News October 10th, 2011

Eng. Paul Keisch Page 1

Resistance to turbulence of Central and

Eastern Europe countries has improved

Capital and currencies of Central and Eastern Europe have been

decreasing in recent weeks, amid fears of the crisis in the euro area,

but nobody provides for these countries a return to recession,

reports the Financial Times in Thursday's edition.

In recent years, ties between CEE with the west of the continent have been both a source of strength

and a weakness for the first. For much of the past decade, foreign investment flooded the region,

stimulating economic growth, but creating both imbalances and swelling asset bubbles.

When credit flows have dried up after Lehman Brothers collapse in 2008, the region was among the

most affected in the world - although there were notable exceptions such as Poland, which has

avoided recession. Subsequently, Poland, Czech Republic, Slovakia and Hungary have returned

stronger than much of the rest of the continent, driven by their power of production, but also the

contact with the German export machine, which investments in the last decade have created.

Currently, however, as economic outlook darkens again developed markets, Central Europe again

felt fear.
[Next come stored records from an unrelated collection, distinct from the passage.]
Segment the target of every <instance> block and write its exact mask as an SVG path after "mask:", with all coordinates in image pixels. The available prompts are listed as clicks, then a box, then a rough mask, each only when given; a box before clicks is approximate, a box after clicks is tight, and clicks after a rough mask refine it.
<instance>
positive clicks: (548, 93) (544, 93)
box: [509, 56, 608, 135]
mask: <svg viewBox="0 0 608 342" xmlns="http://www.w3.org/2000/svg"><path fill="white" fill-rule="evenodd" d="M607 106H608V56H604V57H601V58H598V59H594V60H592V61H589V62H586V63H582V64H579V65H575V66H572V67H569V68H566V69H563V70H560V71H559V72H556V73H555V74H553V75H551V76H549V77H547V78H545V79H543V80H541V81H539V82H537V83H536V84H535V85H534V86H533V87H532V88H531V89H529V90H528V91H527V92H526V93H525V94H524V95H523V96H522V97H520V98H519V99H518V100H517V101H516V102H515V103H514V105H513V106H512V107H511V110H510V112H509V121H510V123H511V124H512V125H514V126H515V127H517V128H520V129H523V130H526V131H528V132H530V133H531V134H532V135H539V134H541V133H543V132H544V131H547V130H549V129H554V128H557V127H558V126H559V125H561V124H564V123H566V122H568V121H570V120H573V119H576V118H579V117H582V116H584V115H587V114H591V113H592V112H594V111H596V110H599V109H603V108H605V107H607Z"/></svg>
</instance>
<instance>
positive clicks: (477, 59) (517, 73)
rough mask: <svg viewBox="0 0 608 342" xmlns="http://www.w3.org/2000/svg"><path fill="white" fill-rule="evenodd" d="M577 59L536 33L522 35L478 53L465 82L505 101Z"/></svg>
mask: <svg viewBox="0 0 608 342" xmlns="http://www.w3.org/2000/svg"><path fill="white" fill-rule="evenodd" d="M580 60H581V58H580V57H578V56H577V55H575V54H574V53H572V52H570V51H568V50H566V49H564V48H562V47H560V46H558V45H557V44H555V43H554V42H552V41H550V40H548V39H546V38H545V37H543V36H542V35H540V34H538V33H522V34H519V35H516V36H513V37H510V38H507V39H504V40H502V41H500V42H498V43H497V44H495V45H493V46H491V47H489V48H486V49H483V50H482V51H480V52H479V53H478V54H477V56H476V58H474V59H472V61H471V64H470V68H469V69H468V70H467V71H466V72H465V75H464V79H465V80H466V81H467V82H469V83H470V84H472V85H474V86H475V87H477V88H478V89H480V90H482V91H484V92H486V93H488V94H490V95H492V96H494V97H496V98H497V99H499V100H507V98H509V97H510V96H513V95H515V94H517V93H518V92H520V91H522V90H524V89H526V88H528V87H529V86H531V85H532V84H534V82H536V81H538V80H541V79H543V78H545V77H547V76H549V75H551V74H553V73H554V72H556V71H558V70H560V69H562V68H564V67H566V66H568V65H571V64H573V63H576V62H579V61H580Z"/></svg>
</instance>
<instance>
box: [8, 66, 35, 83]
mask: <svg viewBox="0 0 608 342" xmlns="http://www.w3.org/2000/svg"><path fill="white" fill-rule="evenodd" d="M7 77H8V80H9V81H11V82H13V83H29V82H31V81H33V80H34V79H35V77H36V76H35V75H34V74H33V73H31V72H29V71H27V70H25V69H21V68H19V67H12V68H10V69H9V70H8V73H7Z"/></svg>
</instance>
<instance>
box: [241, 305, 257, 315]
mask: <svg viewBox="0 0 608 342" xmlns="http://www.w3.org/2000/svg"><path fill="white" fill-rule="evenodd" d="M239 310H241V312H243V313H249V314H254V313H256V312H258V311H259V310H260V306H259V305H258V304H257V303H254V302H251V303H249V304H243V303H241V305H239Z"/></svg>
Region capital and currencies declined in recent weeks amid the crisis of euro zone and

some economies in the region have experienced the worst quarter from the last three months of

2008. In this context, the International Monetary Fund last month joined other bodies that have

reduced forecasts for economic growth this year and next year for much of the region. Despite this,

none of forecasts is talking about a return to recession. Whilst towards the south-east, in the

Balkans, the outlook looks worse, as the countries of Central Europe and Baltic States there is

reason to believe that they are less vulnerable and better equipped to deal with the problems than

many countries in the euro zone. Poland, the largest domestic market in the region, demonstrates

once again a special resistance to turbulence.

Public debt dynamics in CEE countries is generally better than in Western countries. For example,

although Hungary's debt is 77% of GDP which is high for the region, compared with many countries

in the euro area, it is lower and falling. Sam Vecht, manager of BlackRock's Eastern European Trust

investment fund, noted that rating agencies have upgraded the credit ratings of European

"emerging" states in recent months, including Latvia, Serbia, Hungary, Romania and the Czech

Republic. In contrast, in Western Europe, ratings were lowered for Greece, Spain, Portugal and

Ireland. Although Slovakia, Slovenia and Estonia are in the euro area, many other countries in the

region still have currency with free floating and up to 10% depreciation against the euro in recent

weeks has increased competitiveness. However, once the current crisis passes, growth prospects for

the next 10 years look different from years of rapid growth before 2008.

This is partly due to the fact that countries central European are already "hybrid" economies

somewhere between developed and emerging markets, explains Marcin Hejka, regional managing

director for Intel Capital. In medium term, growth in these countries is expected to exceed that of

Western Europe, partly due to the ongoing process of Western Europe countries 'catching up'.